# Space Marine Chapters, Pros and Cons!



## Roujheh

I want to know what the pros and cons are of the space marine chapters, for the gameplay not the fluff. So I think they are; Black Templars, Blood Angels, Crimson Fists, Dark Angels, Imperial Fists, Raven Guard, Salamanders, Space Wolves, Ultramarines, White Scars. I'm not sure but I think some of the chapters only have a special character not any special units, so I dont know if they count as another chapter or just fall in with the regular space marines for gameplay. Thanks in advance for the help! 
-Roujheh


----------



## Roujheh

BTW the black lettered chapter is the Raven Guard!


----------



## Trignama

I can only give advice on the Templars since thats the army I play. 

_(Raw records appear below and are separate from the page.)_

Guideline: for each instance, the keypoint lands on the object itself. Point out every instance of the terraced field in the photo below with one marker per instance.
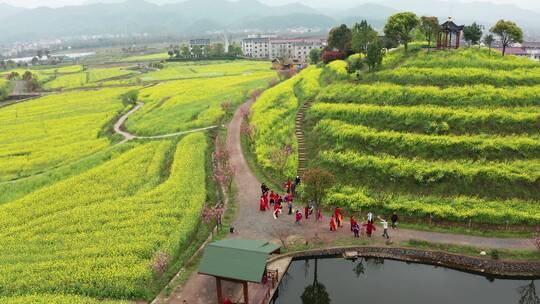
(86, 219)
(431, 139)
(182, 105)
(98, 233)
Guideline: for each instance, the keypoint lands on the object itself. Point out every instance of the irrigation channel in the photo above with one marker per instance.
(376, 281)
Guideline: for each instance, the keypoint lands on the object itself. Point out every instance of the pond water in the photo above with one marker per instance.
(373, 281)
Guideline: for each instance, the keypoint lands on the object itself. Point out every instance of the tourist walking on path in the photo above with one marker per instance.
(356, 229)
(262, 206)
(333, 224)
(385, 227)
(369, 228)
(288, 199)
(295, 185)
(298, 216)
(288, 186)
(353, 222)
(338, 217)
(264, 189)
(319, 215)
(394, 220)
(277, 211)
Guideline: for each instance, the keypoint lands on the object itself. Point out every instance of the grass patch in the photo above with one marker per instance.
(504, 254)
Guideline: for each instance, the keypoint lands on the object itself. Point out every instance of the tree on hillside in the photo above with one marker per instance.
(217, 50)
(27, 76)
(235, 50)
(315, 293)
(340, 38)
(375, 54)
(429, 26)
(197, 51)
(508, 33)
(130, 97)
(362, 35)
(400, 26)
(528, 294)
(185, 52)
(315, 55)
(473, 33)
(488, 40)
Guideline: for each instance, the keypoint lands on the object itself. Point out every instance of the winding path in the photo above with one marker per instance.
(253, 224)
(118, 128)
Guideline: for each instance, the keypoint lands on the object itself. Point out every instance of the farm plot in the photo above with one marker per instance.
(458, 145)
(88, 78)
(50, 131)
(188, 104)
(100, 234)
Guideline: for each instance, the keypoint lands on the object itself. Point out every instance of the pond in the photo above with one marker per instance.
(373, 280)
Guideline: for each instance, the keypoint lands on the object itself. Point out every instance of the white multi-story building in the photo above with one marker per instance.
(256, 47)
(289, 48)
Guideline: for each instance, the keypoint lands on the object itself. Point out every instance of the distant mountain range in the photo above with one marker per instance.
(194, 17)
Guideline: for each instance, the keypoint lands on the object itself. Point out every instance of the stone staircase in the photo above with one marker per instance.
(302, 148)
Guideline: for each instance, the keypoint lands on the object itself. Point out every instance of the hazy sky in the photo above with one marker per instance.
(528, 4)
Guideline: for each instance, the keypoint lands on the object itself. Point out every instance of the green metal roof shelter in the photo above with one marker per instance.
(238, 261)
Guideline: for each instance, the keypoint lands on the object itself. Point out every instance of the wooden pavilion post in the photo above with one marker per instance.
(219, 291)
(246, 295)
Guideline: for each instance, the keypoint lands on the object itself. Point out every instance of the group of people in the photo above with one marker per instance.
(273, 200)
(366, 227)
(270, 199)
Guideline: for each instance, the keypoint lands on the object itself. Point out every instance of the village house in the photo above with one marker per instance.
(274, 48)
(201, 43)
(530, 50)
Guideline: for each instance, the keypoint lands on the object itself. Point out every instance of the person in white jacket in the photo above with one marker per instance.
(385, 227)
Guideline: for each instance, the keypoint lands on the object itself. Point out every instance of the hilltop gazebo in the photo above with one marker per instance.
(449, 36)
(237, 261)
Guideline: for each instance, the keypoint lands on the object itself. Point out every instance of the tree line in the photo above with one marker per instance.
(216, 50)
(401, 29)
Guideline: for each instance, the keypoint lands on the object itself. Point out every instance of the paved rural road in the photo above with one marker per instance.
(118, 127)
(19, 88)
(254, 224)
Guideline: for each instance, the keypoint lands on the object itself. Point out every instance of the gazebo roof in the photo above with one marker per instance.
(243, 260)
(451, 26)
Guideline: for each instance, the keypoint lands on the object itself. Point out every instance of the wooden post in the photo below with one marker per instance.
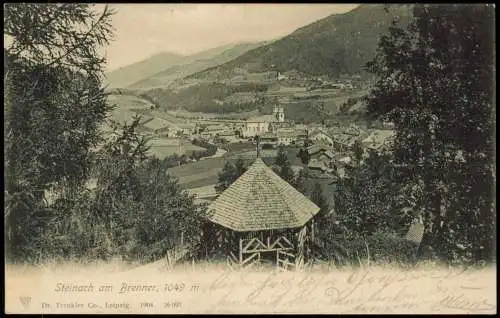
(241, 251)
(312, 230)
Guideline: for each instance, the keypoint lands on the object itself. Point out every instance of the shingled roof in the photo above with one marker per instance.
(261, 200)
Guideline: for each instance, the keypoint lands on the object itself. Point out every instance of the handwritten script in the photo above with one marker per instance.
(373, 290)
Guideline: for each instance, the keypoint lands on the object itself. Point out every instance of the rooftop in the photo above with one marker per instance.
(262, 119)
(261, 200)
(156, 123)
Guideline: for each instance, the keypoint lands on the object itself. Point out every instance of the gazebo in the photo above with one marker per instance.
(264, 217)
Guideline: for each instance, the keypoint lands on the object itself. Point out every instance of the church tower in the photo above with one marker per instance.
(281, 115)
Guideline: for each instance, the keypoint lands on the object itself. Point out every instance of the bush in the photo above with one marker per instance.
(379, 248)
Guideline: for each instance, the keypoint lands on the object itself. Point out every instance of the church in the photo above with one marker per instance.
(256, 126)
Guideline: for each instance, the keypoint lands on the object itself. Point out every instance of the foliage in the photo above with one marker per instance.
(370, 199)
(357, 150)
(230, 173)
(54, 104)
(435, 83)
(283, 165)
(70, 192)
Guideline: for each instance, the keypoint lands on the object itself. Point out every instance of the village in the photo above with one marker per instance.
(202, 146)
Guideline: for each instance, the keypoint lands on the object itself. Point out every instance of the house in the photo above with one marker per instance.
(282, 77)
(269, 139)
(320, 136)
(262, 215)
(186, 129)
(316, 165)
(344, 142)
(262, 124)
(378, 140)
(286, 137)
(353, 130)
(320, 152)
(158, 126)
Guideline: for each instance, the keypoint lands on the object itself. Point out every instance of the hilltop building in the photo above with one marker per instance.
(256, 126)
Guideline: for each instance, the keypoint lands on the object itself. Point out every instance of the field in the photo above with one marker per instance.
(213, 288)
(162, 148)
(126, 107)
(198, 174)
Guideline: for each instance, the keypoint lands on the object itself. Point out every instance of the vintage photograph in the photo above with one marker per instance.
(249, 158)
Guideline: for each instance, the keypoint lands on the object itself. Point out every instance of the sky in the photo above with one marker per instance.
(142, 30)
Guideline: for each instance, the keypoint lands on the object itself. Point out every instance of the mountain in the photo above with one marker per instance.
(337, 44)
(195, 63)
(163, 68)
(130, 74)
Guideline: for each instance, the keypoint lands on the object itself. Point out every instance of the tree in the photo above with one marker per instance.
(167, 212)
(284, 168)
(230, 173)
(435, 84)
(304, 156)
(357, 150)
(54, 105)
(281, 157)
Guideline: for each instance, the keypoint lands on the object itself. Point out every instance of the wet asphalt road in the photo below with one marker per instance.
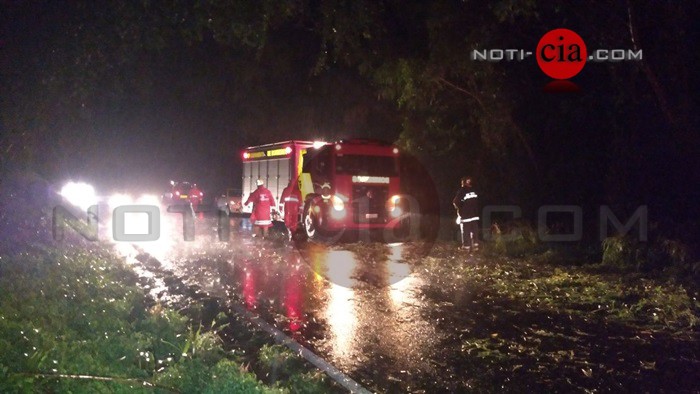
(359, 306)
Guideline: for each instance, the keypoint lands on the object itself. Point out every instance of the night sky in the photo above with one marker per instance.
(128, 95)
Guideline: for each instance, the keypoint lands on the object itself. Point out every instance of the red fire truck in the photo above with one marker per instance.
(345, 185)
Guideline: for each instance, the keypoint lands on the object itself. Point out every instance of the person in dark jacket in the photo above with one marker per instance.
(467, 206)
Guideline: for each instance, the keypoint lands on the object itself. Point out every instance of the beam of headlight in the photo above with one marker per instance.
(148, 199)
(118, 200)
(79, 194)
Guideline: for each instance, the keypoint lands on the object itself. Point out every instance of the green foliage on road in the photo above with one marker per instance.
(77, 321)
(546, 322)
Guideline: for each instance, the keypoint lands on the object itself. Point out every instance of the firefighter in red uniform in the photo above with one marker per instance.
(291, 198)
(262, 201)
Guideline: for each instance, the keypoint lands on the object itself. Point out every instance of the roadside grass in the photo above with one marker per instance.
(535, 322)
(76, 320)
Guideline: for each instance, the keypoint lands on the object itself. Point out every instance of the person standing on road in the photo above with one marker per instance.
(466, 204)
(262, 201)
(291, 198)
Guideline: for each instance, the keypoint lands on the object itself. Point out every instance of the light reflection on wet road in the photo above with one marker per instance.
(357, 305)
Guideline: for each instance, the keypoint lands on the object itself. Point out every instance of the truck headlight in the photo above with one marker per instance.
(338, 204)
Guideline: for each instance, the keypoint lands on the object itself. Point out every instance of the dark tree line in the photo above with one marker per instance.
(259, 71)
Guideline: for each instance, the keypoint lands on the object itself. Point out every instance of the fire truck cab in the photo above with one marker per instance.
(345, 185)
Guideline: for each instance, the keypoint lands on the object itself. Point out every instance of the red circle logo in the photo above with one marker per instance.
(561, 53)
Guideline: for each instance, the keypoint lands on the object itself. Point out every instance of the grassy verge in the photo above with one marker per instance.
(76, 321)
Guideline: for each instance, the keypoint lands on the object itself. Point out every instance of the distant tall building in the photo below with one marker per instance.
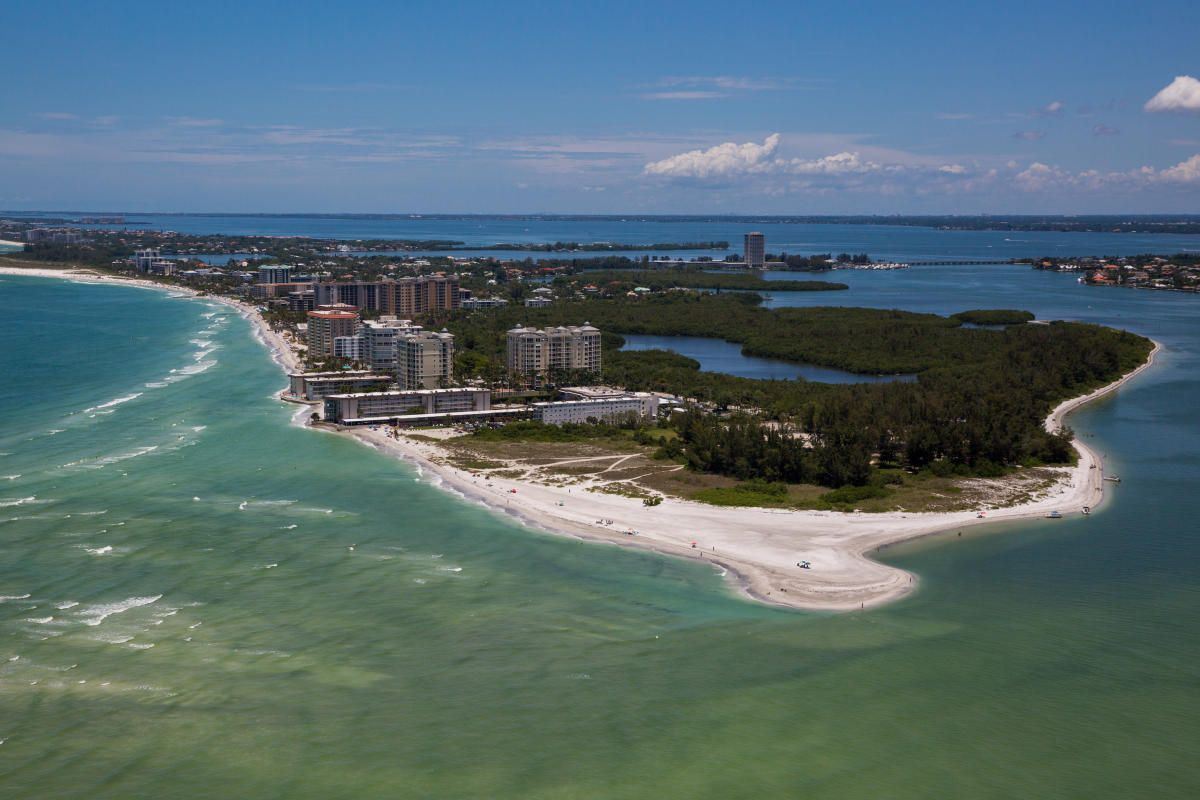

They are definately an assault oriented chapter and that is typically where they excel as for pros and cons:

Pros

Emperors Champion: (Free HQ and a badass in CC)
The Accept Any Challenge No Matter the Odds vow lets every unit in your army re-roll everymissed attack in CC, Pair that with units/chars that can equip lightning claws and thats really disgusting. 
5 man Termie Sqauds that can take 2 Assault Cannons
Being Capable of running a horde power armored army (I.E. you can take 20 man marine squads)
Chaplains: Still Initiative 5 in our codex
Righteous Zeal: Your infantry squad takes casulties? run closer =)

Cons

Lack of heavy weapon support that isn't a vehicle
Failing Righteous Zeal makes you run away
We still have to take LD tests when attempting to shoot at units that are farther than units of its type, and we suffer a -1 modifier at that
Only two real builds you can have as a Templar player, and thats Mech or Footslogger

thats about all I can think of for now, hope it helps in that aspect a bit


----------



## Katie Drake

Well, as a super quick summary:

Black Templars generally like to rush at their enemies head long in very large squads and beat their faces in. Templar armies are generally extremely scary in close combat and will run over just about anything that they charge. The best Templar armies will use the Accept Any Challenge No Matter the Odds vow which gives all Black Templars except the Neophytes (the Black Templar equivalents of Scouts) _Preferred Enemy_. Templar armies tend to struggle a bit in the shooting department though because of their _Kill Them All!_ special rule which forces Black Templars to pass a Leadership test with a -1 modifier in order to shoot an enemy unit more distant than the closest.

Blood Angels are unique in that they're one of the most mobile Space Marine Chapters there is. They have access to a lot of troops with jump packs and are also pretty fearsome in close combat. Right now, Blood Angels depend a lot on their special characters and Death Company to provide the army with much in the way of hitting power because all Blood Angel units are extremely expensive in points. Brother Corbulo and Commander Dante excel at enhancing the close combat abilities of friendly units around them, where Chief Librarian Mephiston, the Lord of Death is one of the most powerful special characters in the game. He's able to dish out a huge amount of damage in a turn. Blood Angel armies tend to be very small because of their high points costs.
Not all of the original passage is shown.